White Beaver’s Wonder Worker came in for similar harsh treatment. In liquid form, it proved to be just under 75% alcohol, that is, 150 proof — putting it among the strongest alcoholic liquors on the market. In addition, it contained 1.70 grams of chloroform, and .09 gram of morphine and traces of camphor, capsicum, oil of turpentine and free ammonia. This concoction was not a cure for the many ailments claimed in its advertising, including cholera infantum, fever and ague, and “summer complaints of children.” The company admitted guilt, paid a $300 fine, and White Beaver’s products disappeared.
Meanwhile Powell had complemented his doctoring with politics, winning two elections for mayor of LaCrosse and unsuccessfully running for governor of Wisconsin. His campaigning involved handing out a card with his portrait, one without the long hair and leather garments, shown here. It did,however, contain a reminder that the candidate was White Beaver. Eventually Powell’s entrepreneur sights shifted Westward, taking him into lumber, mining and other ventures, likely with Buffalo Bill in tow.
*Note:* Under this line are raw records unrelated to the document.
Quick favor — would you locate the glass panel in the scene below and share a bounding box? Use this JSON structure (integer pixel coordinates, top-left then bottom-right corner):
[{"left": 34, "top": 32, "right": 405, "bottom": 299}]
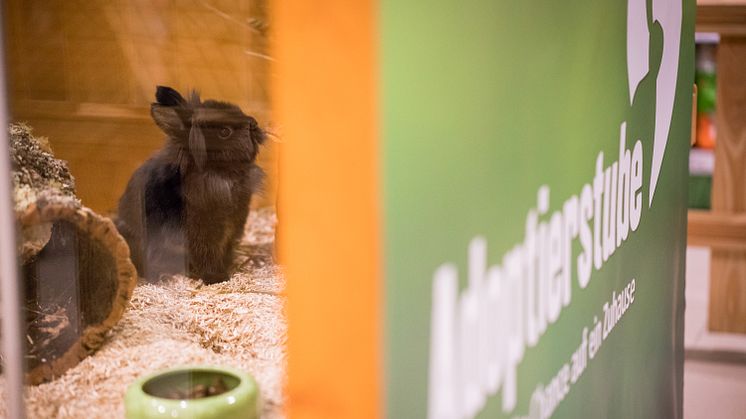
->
[
  {"left": 2, "top": 1, "right": 281, "bottom": 417},
  {"left": 1, "top": 9, "right": 26, "bottom": 416}
]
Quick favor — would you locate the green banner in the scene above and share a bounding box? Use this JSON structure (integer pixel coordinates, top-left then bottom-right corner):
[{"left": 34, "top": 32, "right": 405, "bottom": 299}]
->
[{"left": 383, "top": 1, "right": 693, "bottom": 418}]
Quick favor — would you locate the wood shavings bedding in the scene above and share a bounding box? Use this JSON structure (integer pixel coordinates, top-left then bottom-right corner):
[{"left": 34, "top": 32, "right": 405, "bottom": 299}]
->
[{"left": 0, "top": 209, "right": 286, "bottom": 418}]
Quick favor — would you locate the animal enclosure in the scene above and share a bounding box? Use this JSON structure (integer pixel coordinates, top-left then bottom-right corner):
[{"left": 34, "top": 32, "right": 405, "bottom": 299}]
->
[
  {"left": 1, "top": 1, "right": 284, "bottom": 418},
  {"left": 4, "top": 0, "right": 277, "bottom": 214}
]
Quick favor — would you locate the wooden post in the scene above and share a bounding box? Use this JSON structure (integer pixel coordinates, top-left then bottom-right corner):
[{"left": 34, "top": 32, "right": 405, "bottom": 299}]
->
[
  {"left": 708, "top": 36, "right": 746, "bottom": 333},
  {"left": 272, "top": 1, "right": 382, "bottom": 417}
]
He was on such a business trip to California in May 1906 when he died on a train near El Paso, Texas, at the age of 61.
Even White Beaver’s going was the stuff of legends. Powell reportedly had asked that he be cremated and his ashes be spread at Red Butte, Wyoming, shown here. According to a biographer, the friends transporting his remains got drunk and failed to notice that his ashes were leaking out of a pack on their mule. By the time the funeral cortege got to Red Butte, Powell's ashes were spread across a wide swath of the West.